Does investing in property still make sense in Turkey?  Liam Bailey reckons the coutry’s vital signs are looking good.

Everyone knows Turkey is booming, as it has weathered the financial down turn much better than the vast majority of countries with perhaps the exception of China.  Its economy is growing thanks to the rapidly expanding industrial sector, and many economists feel that the country deserves to be bumped up by the ratings agencies, making now the ideal time to invest before this happens.
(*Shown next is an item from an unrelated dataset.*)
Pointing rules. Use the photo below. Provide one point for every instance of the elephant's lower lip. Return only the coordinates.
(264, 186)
There are several good reasons why it probably will.

The capital city of Istanbul is a thriving metropolis which is a magnet for tourists and also the fashion industry.  It is currently rated as one of the most dynamic centres in the world, even higher than four major Chinese cities. 
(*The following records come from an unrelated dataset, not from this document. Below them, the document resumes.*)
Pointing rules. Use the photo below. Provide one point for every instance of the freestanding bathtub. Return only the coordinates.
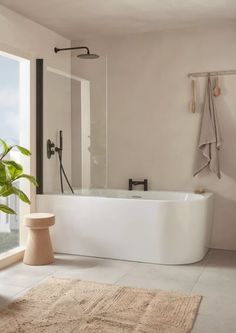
(154, 227)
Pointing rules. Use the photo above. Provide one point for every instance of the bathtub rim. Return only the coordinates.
(196, 197)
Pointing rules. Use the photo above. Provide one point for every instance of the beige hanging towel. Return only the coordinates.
(210, 138)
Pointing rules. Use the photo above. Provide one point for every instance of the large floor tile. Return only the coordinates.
(214, 324)
(100, 270)
(24, 275)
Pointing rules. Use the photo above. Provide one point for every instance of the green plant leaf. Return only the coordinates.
(6, 209)
(6, 190)
(3, 174)
(21, 195)
(30, 178)
(5, 146)
(14, 169)
(23, 150)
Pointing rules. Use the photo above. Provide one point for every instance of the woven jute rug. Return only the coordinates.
(66, 306)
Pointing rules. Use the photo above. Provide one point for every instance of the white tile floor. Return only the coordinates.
(214, 278)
Turkey has huge economic potential which is underpinned by a stable government which seems committed to attracting investment by offering favourable conditions to foreigners.  As if to further underline this point the Turkish Central Bank cut interest rates a week ago — to what is a record low for the country — in the hope of stimulating fresh growth on top of the already impressive growth figures for this year.

Much of Turkey’s growth is being fuelled by consumer demand, for which most of the goods are being imported. Further, Turkey doesn’t have much in the way of energy resources.  This has led to speculative investing as interest rates here are still higher than many parts of the world. 
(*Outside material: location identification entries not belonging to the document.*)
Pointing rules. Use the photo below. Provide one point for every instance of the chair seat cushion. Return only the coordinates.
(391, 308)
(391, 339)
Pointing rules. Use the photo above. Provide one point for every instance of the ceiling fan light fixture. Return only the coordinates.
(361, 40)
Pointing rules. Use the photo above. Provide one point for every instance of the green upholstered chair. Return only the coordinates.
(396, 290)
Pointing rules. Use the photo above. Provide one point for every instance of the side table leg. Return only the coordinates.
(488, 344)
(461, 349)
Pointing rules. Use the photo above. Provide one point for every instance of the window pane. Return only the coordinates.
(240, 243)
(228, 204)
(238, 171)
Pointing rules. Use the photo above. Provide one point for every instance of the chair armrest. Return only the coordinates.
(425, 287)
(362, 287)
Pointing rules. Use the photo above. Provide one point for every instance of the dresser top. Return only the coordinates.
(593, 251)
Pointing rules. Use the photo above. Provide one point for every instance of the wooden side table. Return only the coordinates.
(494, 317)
The government is trying to address these imbalances by making it more and more attractive for foreigners to invest, with renewable energy investments being made particularly favourable. 

Many large Western companies are opening up bases here as the economic conditions for trading are so favourable. 

Turkey’s geographic position makes it very attractive to investors.  Turkey lies in the middle of the east and the west, giving those trading from Turkey easy access to the high income European markets, the emerging markets of Eastern Europe, Russia and Central Asia, and Middle Eastern markets. This adds up to over 1 billion potential consumers and provides access to many markets which are virtually untapped.

Turkey also has a close economic connection with the EU, and enjoys approved access to the countries of the EU which allows the movement of goods between the countries without them being subject to customs duties or quantitative restrictions.  It was implemented to ensure that Turkey had the same privileges as other EU countries prior to it being offered full membership talks which will lead to its eventual accession.

Finally Turkey also offers a strong labour pool, with most of the 70 million population being under the age of 35, as well as a rapidly growing middle class to fuel the mounting consumer boom.

This all points to Turkey being a hotbed for investment, and most analysts, including spokespersons for the major ratings agencies, predict that Turkey will be brought up to investment grade within 12-24 months.